Embora o governo acredite em vitória na definição do novo salário mínimo e na manutenção da atual fórmula para o reajuste, senadores e deputados já preparam armadilhas para arrastar a discussão no Congresso ou mexer nos planos do Planalto para o tema.
Em contrapartida, governistas também trabalham em formas alternativas de acelerar a votação, para conter, o quanto antes, eventuais dissidências ou alterações da proposta original.
Nesta terça-feira (8), o governo articulou reuniões entre líderes e representantes do Planalto para tentar garantir apoio para aprovar o mínimo em R$ 545 e consolidar em lei a regra de reajuste (inflação do ano anterior somada ao crescimento do PIB de dois anos antes).
Mas, em vez de fechar questão, acabou obtendo surpresas. No Senado, o PMDB, principal aliado, saiu de uma reunião da base propondo ?formas de compensação? para anos como 2011, em que, segundo a regra, não haveria ganho real no valor, mas somente reposição da inflação.
Entre as ?salvaguardas?, o líder do partido na Casa, Renan Calheiros (AL), propôs que os Estados diminuam impostos sobre alimentos da cesta básica.
- O governo [federal] desonerou os produtos da cesta básica dos impostos federais. Nós pretendemos fazer o mesmo com o ICMS [Imposto sobre a Circulação de Mercadorias e Serviços] aos impostos estaduais. Isso daria uma elevação do poder de compra do salário mínimo de 20%.
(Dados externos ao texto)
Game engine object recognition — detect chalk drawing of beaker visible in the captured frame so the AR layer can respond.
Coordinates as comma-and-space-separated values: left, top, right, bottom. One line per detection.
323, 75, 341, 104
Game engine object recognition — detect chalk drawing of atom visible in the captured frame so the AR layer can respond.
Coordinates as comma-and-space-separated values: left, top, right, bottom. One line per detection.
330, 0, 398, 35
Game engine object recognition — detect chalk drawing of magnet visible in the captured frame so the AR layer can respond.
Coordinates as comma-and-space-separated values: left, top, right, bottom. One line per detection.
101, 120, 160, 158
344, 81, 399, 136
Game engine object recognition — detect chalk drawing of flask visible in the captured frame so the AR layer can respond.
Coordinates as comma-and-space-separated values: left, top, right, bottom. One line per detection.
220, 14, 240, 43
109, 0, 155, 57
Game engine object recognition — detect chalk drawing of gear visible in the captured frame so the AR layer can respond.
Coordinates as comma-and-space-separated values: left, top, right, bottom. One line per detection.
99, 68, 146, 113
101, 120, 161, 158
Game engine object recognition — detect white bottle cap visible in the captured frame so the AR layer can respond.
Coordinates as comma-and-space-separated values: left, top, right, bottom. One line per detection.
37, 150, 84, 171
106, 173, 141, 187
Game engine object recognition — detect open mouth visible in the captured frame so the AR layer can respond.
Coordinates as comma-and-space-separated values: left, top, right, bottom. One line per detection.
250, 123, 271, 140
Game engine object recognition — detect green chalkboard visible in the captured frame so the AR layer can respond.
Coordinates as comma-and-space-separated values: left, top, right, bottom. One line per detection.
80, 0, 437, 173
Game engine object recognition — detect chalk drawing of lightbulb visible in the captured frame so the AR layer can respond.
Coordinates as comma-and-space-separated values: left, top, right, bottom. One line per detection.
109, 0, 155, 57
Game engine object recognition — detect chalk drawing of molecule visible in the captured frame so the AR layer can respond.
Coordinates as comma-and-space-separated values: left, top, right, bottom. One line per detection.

O governo considera a medida complicada: o imposto é a principal fonte de receita dos Estados e há briga entre aqueles produtores e consumidores por sua arrecadação. A ?solução? seria a União tirar do próprio bolso para compensar aqueles que perdem mais.
O PMDB também estuda incluir na regra outras maneiras de dar ganho real ao salário, mesmo quando a economia não crescer no ano retrasado (como ocorreu em 2009). Contrário à ideia, o ministro das Relações Institucionais, Luiz Sérgio, argumentou que isso poderia abrir um precedente perigoso para os trabalhadores.
- Quando você tiver um crescimento muito alto, você vai estar dando o argumento para aqueles que são contrários a essa política de dizer que o Orçamento não aguenta, que os municípios podem quebrar. O ideal é não abrir janela para exceções.
Calheiros ainda disse que precisa ser ?discutida? a decisão do governo em fixar a regra de reajuste só até 2014. Até a semana passada, o plano era que a política valesse até 2023. Sobre esse novo imbróglio, o governo argumenta que não pode comprometer a próxima gestão.
Câmara
Para acalmar os ânimos, o líder do governo na Câmara, deputado Cândido Vaccarezza (PT-SP), disse que o objetivo continua sendo manter a política de valorização do mínimo para além de 2014.
- Digamos que o mundo entre numa crise e a gente passe cinco anos sem crescimento positivo. Então você não vai dar ganho? Cairia por terra a recuperação do salário mínimo até 2023.
Na Câmara, onde o maior número de parlamentares aumenta o risco de traições dentro da base governista, Vaccarezza já diz ter conseguido o apoio formal de dez partidos aliados. Falta convencer o PDT, historicamente ligado às centrais sindicais, que pressionam por R$ 580.
Para tentar ganhar o aliado rebelde, Vaccarezza garantiu que, em troca da aprovação do mínimo em R$ 545, o governo irá corrigir a tabela do imposto de renda, outra reivindicação que os sindicalistas não abrem mão.
A tendência é que as alíquotas sejam corrigidas em 4,5%, centro da meta de inflação do ano passado. Outra peça de barganha é a retroatividade: os salários seriam pagos desde janeiro, independentemente da data da aprovação final.
O último desafio é driblar a oposição. Mesmo em número bem menor na Câmara, PSDB, DEM e PPS, principalmente, tentarão arrastar o processo de votação. A ideia é ganhar tempo para conquistar dissidentes da base aliada.
O líder do DEM, ACM Neto (BA), já adiantou que vai convidar especialistas, autoridades, sindicatos e empresários para discutir um valor maior.
- Essa pressa não é boa. Se o próprio governo quer tratar de uma regra que valha para quatro anos, não pode querer aprovar isso em quatro dias.
Para apressar a votação e conter resistências, os governistas agora preparam um "jeitinho": juntar numa só proposta a definição do valor e as regras para o reajuste. Até então, o plano era que as duas mudanças tramitassem separadamente: a primeira via medida provisória e a segunda por projeto de lei.
O objetivo do governo é votar todo o pacote até o final de fevereiro. A ideia é aprovar um requerimento de urgência para o projeto de lei com as duas mudanças (valor e regra) para ser votado em sessões extraordinárias. Nas sessões normais, a pauta já está trancada por dez medidas provisórias. A do mínimo poderia ser finalmente aprovada só em julho.